ALCUNE OSSERVAZIONI GIURIDICHE SULLE CONDIZIONI DI RILASCIO DEL PERMESSO DI SOGGIORNO PER RAGIONI UMANITARIE A FRONTE DI DINIEGO DI RICONOSCIMENTO DELLO STATUS DI RIFUGIATO NEI RIGUARDI DI PROFUGHI DALLA REGIONE DEL KOSOVO/JUGOSLAVIA

 

1.

Come è noto, non esiste purtroppo nella normativa italiana l’istituto dell’asilo "umanitario", ovvero non risulta definito uno status giuridico chiaro per coloro che, pur non avendo i requisiti per vedersi riconosciuto lo status di rifugiato previsto dalla Convenzione di Ginevra, hanno un bisogno oggettivo di protezione non potendo fare rientro nel proprio paese di origine o di provenienza a causa di effettivi ed attuali pericoli per la propria vita ed incolumità derivanti da situazioni di guerra o di violenza generalizzata o ad altre condizioni di pericolo.

2.

Ciò non vuol dire che sia possibile espellere o respingere uno straniero direttamente verso un territorio nel quale possa essere oggetto di persecuzione, ovvero verso un paese terzo nel quale possa rischiare di venire rinviato nel paese di origine o provenienza. Tale divieto di "non refoulement", limitato, in base alla Convenzione di Ginevra, ai soli rifugiati (o richiedenti asilo), è invece esteso a tutti gli stranieri, comunque presenti nel territorio, dalla Convenzione europea sui Diritti dell’Uomo , nonché dalla stessa L. 40/98, recante norme sulla condizione giuridica dello straniero . Non per ultimo va inoltre ricordato il dettato costituzionale (art. 10, co. 3), norma immediatamente precettiva, che configura l’asilo come diritto soggettivo dell’individuo.
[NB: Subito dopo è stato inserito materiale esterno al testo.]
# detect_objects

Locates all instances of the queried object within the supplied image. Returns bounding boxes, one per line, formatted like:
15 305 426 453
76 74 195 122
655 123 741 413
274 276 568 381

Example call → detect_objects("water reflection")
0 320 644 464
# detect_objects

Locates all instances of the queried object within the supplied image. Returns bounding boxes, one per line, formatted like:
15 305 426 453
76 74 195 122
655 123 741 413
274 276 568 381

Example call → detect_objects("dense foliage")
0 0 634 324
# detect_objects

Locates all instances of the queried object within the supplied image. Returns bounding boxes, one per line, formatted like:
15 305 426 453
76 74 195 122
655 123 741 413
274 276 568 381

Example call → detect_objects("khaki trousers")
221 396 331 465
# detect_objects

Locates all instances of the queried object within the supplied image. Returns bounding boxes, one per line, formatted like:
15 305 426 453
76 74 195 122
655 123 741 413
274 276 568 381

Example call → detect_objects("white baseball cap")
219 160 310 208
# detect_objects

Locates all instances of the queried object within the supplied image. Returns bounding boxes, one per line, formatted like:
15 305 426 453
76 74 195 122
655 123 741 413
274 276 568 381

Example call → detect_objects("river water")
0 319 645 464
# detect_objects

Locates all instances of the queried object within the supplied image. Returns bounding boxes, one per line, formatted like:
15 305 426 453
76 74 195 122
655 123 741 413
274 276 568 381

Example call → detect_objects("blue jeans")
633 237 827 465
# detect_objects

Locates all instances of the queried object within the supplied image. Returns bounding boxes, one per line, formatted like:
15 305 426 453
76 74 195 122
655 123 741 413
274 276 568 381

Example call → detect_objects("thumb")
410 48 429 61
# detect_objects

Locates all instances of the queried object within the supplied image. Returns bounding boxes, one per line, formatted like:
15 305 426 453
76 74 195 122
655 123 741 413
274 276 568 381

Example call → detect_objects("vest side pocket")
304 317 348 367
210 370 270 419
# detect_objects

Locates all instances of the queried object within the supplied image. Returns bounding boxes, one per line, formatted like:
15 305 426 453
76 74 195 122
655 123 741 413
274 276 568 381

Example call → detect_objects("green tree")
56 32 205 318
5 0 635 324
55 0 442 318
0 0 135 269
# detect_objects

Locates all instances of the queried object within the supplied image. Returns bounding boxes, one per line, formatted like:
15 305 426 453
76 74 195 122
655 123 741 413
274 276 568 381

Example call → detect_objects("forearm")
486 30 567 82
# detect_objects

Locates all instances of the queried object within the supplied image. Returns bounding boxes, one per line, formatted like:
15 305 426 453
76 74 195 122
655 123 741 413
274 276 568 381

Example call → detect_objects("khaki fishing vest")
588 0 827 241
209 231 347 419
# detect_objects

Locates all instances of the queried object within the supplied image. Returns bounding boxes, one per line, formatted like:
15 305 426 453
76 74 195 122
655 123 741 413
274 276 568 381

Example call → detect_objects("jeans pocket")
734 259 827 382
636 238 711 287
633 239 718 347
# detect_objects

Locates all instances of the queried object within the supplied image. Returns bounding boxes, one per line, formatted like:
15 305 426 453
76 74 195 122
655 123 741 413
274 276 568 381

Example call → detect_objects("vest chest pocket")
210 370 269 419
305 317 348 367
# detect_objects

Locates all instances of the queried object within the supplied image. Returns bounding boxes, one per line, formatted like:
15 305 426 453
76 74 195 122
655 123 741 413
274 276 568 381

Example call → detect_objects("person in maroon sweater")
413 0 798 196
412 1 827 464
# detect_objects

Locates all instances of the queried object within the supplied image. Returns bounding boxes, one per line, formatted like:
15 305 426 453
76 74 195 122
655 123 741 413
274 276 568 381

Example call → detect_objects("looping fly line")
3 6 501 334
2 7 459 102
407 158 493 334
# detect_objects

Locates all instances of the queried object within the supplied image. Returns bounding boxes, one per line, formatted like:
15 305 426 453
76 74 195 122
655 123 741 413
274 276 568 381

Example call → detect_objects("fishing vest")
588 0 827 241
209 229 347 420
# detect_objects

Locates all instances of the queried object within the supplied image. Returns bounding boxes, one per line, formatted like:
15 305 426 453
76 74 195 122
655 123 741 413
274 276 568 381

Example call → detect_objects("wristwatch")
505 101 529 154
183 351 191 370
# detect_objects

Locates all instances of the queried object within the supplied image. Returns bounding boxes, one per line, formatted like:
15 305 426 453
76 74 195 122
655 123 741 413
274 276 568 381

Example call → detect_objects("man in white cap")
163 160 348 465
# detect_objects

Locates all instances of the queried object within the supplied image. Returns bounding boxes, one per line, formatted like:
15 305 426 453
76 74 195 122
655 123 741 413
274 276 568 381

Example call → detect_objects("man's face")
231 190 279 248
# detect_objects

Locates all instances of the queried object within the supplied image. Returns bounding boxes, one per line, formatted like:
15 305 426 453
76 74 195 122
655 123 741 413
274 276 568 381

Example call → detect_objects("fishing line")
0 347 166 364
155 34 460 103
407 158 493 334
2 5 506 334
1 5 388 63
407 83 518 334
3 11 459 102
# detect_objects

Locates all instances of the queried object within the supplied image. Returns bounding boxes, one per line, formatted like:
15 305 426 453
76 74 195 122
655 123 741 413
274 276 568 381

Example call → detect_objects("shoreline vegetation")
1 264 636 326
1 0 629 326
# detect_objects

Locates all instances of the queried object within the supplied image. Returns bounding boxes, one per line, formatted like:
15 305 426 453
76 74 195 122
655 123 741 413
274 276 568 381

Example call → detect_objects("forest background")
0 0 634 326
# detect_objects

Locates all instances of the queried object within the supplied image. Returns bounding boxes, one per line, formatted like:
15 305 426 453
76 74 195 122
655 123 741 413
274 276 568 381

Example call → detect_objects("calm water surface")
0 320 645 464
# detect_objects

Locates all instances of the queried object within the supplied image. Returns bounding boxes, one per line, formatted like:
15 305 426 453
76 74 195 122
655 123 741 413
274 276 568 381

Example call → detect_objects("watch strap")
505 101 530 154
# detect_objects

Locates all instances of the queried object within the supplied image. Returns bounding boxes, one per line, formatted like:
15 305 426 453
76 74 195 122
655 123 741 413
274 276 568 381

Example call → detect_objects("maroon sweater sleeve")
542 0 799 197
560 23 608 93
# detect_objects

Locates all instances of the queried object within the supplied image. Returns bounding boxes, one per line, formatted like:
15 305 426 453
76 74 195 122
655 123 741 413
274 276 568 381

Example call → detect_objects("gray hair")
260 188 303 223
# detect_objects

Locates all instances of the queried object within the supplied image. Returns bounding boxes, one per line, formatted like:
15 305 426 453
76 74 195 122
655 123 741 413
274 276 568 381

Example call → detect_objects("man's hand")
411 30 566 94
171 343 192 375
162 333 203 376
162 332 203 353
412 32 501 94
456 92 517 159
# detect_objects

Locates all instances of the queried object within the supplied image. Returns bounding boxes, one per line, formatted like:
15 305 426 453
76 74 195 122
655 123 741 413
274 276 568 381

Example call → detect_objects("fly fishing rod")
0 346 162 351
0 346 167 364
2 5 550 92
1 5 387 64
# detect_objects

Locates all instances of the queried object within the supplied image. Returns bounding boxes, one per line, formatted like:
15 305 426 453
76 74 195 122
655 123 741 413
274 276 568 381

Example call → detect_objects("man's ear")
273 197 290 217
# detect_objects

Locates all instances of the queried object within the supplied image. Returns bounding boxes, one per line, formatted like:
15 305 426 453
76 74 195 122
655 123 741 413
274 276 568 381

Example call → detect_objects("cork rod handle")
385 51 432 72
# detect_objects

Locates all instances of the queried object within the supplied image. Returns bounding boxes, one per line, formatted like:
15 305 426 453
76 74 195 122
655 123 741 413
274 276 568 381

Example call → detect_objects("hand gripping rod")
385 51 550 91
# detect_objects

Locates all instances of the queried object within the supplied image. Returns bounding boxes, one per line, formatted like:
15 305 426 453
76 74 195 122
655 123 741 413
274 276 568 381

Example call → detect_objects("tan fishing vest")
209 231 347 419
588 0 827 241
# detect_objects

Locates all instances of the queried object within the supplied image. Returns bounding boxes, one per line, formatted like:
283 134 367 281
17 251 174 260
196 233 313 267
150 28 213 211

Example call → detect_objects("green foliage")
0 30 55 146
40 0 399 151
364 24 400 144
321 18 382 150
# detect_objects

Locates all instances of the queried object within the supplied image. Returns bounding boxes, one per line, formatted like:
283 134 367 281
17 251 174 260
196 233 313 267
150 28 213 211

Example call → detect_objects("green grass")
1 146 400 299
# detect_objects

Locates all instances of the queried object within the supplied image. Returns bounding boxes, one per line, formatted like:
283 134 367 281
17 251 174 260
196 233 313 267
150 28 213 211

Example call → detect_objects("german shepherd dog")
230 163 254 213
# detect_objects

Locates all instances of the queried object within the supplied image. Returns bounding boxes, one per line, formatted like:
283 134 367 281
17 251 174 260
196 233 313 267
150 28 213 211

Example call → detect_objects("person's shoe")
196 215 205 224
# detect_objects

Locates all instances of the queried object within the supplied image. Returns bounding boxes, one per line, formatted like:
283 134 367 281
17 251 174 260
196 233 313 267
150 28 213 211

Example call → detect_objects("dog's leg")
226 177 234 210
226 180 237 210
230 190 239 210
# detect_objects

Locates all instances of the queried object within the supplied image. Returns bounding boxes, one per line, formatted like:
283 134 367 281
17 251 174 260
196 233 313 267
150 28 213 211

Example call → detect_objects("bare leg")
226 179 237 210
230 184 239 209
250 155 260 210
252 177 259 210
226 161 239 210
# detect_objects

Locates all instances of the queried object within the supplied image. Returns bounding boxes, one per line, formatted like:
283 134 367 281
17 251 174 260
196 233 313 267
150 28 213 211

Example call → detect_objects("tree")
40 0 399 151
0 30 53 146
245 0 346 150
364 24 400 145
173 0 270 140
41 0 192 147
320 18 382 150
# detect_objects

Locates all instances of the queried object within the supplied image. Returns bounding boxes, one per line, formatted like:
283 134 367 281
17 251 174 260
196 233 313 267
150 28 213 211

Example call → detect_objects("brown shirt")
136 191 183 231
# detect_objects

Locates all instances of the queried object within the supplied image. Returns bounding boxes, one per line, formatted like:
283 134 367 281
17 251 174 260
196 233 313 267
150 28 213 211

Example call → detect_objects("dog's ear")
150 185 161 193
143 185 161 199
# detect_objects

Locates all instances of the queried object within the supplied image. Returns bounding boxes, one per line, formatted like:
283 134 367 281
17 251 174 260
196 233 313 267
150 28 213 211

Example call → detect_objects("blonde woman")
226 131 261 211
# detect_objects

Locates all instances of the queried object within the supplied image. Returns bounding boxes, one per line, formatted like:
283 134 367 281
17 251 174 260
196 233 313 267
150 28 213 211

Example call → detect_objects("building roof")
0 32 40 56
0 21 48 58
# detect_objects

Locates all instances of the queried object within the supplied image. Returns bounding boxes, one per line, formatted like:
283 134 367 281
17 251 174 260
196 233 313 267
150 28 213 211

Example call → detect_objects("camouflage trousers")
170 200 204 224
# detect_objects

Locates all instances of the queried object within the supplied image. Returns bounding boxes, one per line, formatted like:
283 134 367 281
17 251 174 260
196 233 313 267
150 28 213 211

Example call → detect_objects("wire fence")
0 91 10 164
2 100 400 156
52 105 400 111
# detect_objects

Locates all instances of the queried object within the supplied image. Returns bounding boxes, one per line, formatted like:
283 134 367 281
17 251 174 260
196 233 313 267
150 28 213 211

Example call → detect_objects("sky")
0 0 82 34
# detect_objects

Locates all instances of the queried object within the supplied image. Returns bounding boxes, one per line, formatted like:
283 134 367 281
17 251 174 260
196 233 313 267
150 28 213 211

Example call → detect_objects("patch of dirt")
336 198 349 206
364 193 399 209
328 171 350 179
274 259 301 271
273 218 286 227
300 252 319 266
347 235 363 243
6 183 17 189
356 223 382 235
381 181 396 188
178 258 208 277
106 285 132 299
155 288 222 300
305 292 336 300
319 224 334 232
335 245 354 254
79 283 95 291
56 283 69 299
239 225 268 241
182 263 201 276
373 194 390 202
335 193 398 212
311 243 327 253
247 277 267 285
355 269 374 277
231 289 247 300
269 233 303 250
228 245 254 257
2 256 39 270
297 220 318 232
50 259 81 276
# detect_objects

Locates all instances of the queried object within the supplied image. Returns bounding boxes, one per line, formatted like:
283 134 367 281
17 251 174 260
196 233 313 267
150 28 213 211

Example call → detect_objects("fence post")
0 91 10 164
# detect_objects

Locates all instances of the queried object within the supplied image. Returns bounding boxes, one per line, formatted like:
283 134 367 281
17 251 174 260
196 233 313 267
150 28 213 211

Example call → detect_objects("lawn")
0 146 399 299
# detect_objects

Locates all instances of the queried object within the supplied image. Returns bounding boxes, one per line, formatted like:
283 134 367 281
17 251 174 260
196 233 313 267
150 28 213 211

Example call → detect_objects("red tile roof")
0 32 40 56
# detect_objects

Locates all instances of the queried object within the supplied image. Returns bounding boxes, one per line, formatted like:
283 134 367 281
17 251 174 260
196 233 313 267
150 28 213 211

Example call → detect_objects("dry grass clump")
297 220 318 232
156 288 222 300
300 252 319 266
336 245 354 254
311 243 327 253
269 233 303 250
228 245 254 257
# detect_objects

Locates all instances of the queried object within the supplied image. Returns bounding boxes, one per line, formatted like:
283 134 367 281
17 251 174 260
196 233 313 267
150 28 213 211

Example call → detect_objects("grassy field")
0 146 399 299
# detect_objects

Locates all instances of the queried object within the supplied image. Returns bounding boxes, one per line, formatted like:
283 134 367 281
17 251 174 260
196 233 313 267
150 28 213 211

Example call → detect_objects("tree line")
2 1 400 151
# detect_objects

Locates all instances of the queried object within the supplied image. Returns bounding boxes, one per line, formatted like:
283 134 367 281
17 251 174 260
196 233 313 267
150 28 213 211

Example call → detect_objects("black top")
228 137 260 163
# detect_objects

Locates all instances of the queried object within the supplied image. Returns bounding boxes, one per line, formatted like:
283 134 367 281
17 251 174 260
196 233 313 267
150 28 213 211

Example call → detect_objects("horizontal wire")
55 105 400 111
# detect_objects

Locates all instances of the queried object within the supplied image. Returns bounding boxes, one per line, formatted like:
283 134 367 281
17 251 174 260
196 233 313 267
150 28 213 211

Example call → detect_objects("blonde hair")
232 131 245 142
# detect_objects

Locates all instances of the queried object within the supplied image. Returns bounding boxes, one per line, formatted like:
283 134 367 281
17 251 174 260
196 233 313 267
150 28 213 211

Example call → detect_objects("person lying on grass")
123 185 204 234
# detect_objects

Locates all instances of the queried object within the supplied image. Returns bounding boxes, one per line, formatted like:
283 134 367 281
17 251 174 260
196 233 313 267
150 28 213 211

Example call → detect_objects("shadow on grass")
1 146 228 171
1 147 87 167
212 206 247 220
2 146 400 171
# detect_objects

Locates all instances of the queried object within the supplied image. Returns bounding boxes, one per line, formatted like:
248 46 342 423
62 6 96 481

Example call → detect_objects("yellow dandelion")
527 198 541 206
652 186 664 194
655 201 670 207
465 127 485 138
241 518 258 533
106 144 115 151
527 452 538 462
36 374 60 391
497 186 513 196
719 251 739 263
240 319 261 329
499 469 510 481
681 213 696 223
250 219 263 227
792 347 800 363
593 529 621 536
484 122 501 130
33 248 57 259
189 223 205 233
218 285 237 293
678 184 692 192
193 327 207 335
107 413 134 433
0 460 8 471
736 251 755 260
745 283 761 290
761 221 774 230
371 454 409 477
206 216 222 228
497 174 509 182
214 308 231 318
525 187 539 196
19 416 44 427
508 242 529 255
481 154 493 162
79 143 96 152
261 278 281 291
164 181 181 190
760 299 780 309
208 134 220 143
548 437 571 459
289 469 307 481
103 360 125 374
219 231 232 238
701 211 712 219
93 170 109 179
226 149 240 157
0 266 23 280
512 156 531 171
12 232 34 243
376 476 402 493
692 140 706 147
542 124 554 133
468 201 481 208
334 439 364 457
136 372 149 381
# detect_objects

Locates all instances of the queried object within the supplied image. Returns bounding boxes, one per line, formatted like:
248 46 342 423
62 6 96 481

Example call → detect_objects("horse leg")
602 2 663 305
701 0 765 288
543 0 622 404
L’incertezza della norma che caratterizza la situazione italiana relativa al cosiddetto "asilo umanitario" pone certamente il problema di quale protezione (e quindi quale condizione di soggiorno) assicurare a coloro, rifugiati extra convenzione di Ginevra, ovvero rifugiati "de facto" nei cui confronti la Repubblica italiana ha tuttavia precisi obblighi di protezione umanitaria.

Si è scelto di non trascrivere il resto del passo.